As the activator for one Ca²⁺ channel (Orai1) and an inhibitor for another (Ca_V1.2), STIM1 assumes a new functional importance. In excitable cells, membrane depolarization (a change in electrical charge) activates Ca²⁺ influx through voltage-gated Ca²⁺ channels, but in lymphocytes depolarization actually inhibits Ca²⁺ influx through Orai channels, because the electrical driving force for Ca²⁺ to enter is reduced. This potentially resolves a long-standing controversy regarding the type of Ca²⁺ channel in lymphocytes (12). Even if subunits of voltage-gated Ca²⁺ channels are expressed, they are not functional because of inhibition by STIM1. More important, STIM1’s reciprocal functional interaction guarantees that only one type of Ca²⁺ channel or the other will be active.

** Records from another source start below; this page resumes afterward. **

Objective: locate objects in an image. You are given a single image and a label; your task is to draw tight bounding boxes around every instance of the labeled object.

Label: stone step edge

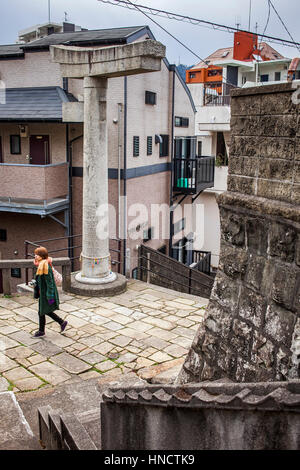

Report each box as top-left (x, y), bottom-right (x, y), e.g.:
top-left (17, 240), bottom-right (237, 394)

top-left (38, 405), bottom-right (98, 450)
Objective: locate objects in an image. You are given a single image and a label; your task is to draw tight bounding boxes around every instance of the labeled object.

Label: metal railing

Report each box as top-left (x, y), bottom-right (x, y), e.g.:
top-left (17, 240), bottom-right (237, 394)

top-left (24, 234), bottom-right (122, 284)
top-left (0, 258), bottom-right (71, 295)
top-left (204, 95), bottom-right (231, 106)
top-left (173, 156), bottom-right (215, 194)
top-left (190, 250), bottom-right (211, 275)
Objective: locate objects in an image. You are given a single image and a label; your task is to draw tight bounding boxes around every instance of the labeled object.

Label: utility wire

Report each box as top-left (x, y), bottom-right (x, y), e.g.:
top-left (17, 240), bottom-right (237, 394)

top-left (269, 0), bottom-right (300, 52)
top-left (98, 0), bottom-right (300, 48)
top-left (98, 0), bottom-right (238, 88)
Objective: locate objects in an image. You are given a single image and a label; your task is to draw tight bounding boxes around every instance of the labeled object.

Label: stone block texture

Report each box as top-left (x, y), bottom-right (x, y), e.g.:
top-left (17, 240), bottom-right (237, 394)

top-left (178, 83), bottom-right (300, 383)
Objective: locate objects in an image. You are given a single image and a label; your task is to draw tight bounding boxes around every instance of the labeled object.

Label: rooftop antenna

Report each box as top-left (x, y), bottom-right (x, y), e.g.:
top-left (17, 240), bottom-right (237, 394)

top-left (248, 0), bottom-right (252, 31)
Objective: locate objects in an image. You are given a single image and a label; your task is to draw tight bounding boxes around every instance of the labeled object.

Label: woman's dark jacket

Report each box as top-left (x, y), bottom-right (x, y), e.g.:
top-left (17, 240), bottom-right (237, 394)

top-left (36, 264), bottom-right (59, 315)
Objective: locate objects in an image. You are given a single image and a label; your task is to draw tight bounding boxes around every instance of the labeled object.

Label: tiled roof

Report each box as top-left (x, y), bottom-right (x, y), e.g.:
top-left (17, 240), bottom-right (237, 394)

top-left (0, 87), bottom-right (77, 121)
top-left (190, 42), bottom-right (284, 70)
top-left (102, 380), bottom-right (300, 412)
top-left (21, 26), bottom-right (147, 51)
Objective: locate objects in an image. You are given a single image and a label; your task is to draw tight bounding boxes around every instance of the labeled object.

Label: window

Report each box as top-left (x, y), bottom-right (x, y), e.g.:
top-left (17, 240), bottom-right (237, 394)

top-left (143, 227), bottom-right (154, 243)
top-left (0, 228), bottom-right (7, 242)
top-left (10, 135), bottom-right (21, 155)
top-left (10, 268), bottom-right (21, 278)
top-left (145, 91), bottom-right (156, 105)
top-left (133, 135), bottom-right (140, 157)
top-left (260, 74), bottom-right (269, 82)
top-left (173, 219), bottom-right (185, 235)
top-left (275, 72), bottom-right (281, 82)
top-left (175, 116), bottom-right (189, 127)
top-left (147, 136), bottom-right (152, 155)
top-left (159, 134), bottom-right (169, 157)
top-left (197, 141), bottom-right (202, 157)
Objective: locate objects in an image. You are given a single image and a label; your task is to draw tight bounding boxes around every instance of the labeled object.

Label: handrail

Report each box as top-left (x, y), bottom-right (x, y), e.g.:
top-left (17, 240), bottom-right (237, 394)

top-left (0, 258), bottom-right (71, 295)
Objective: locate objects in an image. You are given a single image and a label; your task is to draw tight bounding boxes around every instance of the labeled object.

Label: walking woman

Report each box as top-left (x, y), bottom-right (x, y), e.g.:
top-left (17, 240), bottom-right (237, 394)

top-left (34, 246), bottom-right (68, 338)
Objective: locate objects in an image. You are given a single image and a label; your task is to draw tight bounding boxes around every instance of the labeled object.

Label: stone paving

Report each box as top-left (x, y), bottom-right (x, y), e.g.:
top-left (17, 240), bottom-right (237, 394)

top-left (0, 280), bottom-right (208, 393)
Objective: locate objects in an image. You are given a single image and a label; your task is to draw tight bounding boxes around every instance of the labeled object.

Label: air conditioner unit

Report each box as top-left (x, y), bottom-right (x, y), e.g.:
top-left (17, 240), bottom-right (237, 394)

top-left (19, 125), bottom-right (28, 137)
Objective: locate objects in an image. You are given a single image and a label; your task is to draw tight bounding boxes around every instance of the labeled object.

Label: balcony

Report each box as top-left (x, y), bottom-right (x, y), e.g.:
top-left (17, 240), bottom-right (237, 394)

top-left (0, 162), bottom-right (68, 215)
top-left (173, 156), bottom-right (215, 194)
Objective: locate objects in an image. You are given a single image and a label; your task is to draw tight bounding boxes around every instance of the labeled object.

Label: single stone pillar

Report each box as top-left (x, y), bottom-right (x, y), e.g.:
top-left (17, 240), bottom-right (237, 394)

top-left (76, 77), bottom-right (116, 284)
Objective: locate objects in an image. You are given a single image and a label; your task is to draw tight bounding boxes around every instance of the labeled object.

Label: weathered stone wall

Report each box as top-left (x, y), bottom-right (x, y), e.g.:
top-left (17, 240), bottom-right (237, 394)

top-left (178, 84), bottom-right (300, 383)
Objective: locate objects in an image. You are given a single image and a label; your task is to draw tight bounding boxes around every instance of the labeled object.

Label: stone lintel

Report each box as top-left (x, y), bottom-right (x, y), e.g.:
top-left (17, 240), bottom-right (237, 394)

top-left (218, 191), bottom-right (300, 227)
top-left (50, 39), bottom-right (166, 78)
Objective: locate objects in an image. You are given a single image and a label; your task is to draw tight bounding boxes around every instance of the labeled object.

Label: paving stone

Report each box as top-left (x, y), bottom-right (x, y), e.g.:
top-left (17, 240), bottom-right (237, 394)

top-left (5, 346), bottom-right (34, 359)
top-left (0, 351), bottom-right (19, 374)
top-left (143, 336), bottom-right (170, 350)
top-left (27, 354), bottom-right (47, 365)
top-left (78, 370), bottom-right (101, 380)
top-left (46, 327), bottom-right (74, 348)
top-left (110, 335), bottom-right (132, 347)
top-left (0, 335), bottom-right (19, 351)
top-left (114, 307), bottom-right (134, 316)
top-left (14, 377), bottom-right (45, 392)
top-left (95, 360), bottom-right (117, 372)
top-left (174, 297), bottom-right (196, 305)
top-left (105, 321), bottom-right (123, 331)
top-left (0, 377), bottom-right (10, 392)
top-left (0, 325), bottom-right (19, 335)
top-left (164, 344), bottom-right (188, 357)
top-left (13, 307), bottom-right (39, 323)
top-left (80, 351), bottom-right (106, 364)
top-left (9, 331), bottom-right (41, 346)
top-left (170, 336), bottom-right (193, 349)
top-left (30, 361), bottom-right (71, 385)
top-left (31, 339), bottom-right (63, 357)
top-left (117, 353), bottom-right (138, 364)
top-left (93, 342), bottom-right (115, 354)
top-left (148, 327), bottom-right (178, 341)
top-left (66, 315), bottom-right (87, 328)
top-left (3, 367), bottom-right (34, 383)
top-left (172, 326), bottom-right (195, 339)
top-left (0, 297), bottom-right (21, 310)
top-left (143, 317), bottom-right (176, 330)
top-left (51, 352), bottom-right (91, 374)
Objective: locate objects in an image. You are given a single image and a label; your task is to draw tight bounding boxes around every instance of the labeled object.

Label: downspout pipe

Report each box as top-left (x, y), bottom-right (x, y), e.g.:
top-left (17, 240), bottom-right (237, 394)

top-left (123, 76), bottom-right (127, 276)
top-left (68, 134), bottom-right (83, 271)
top-left (169, 64), bottom-right (176, 256)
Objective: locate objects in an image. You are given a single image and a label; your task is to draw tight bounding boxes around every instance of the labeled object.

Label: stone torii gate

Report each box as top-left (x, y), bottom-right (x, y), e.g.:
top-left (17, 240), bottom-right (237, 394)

top-left (50, 40), bottom-right (165, 295)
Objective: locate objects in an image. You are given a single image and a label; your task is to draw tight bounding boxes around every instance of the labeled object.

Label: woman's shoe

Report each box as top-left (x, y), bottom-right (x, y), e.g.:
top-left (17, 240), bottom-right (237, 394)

top-left (33, 331), bottom-right (45, 338)
top-left (60, 321), bottom-right (68, 333)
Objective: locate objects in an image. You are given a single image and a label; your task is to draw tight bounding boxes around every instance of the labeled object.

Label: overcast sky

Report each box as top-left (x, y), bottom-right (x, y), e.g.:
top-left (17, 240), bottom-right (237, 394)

top-left (0, 0), bottom-right (300, 68)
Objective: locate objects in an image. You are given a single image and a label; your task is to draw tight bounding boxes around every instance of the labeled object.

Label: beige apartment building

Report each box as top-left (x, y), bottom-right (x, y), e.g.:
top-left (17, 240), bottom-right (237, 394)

top-left (0, 26), bottom-right (212, 290)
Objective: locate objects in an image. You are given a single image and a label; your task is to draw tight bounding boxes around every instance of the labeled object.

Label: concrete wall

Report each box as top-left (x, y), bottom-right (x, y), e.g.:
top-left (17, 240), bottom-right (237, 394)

top-left (180, 84), bottom-right (300, 382)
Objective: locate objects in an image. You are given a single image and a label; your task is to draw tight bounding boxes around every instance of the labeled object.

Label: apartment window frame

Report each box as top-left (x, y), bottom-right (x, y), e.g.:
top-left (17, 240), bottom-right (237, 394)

top-left (132, 135), bottom-right (140, 157)
top-left (143, 227), bottom-right (154, 243)
top-left (259, 73), bottom-right (269, 83)
top-left (147, 135), bottom-right (153, 155)
top-left (159, 134), bottom-right (170, 158)
top-left (145, 90), bottom-right (157, 106)
top-left (174, 116), bottom-right (190, 127)
top-left (274, 72), bottom-right (281, 82)
top-left (0, 228), bottom-right (7, 242)
top-left (10, 134), bottom-right (22, 155)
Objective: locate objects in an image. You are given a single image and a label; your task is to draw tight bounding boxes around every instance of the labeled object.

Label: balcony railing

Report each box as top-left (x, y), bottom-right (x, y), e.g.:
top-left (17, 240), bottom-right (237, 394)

top-left (0, 162), bottom-right (68, 201)
top-left (204, 95), bottom-right (230, 106)
top-left (173, 156), bottom-right (215, 194)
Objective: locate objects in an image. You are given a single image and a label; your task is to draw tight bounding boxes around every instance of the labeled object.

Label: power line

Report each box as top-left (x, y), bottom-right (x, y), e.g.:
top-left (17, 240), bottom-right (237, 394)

Many questions remain concerning the generality of the findings. Does STIM1 block other voltage-gated Ca²⁺ channel family members? In native tissue, Ca_V1.2 sub-units interact with numerous other cellular proteins that help with subcellular localization and modulation. Do they physically or functionally protect the channels from being inhibited by STIM1? When STIM1 is knocked out in mice or in rare patients with mutations of STIM1, what are the consequences for voltage-dependent Ca²⁺ channel function in vivo? Answers to these questions should further improve our understanding of how Ca²⁺ signaling is regulated.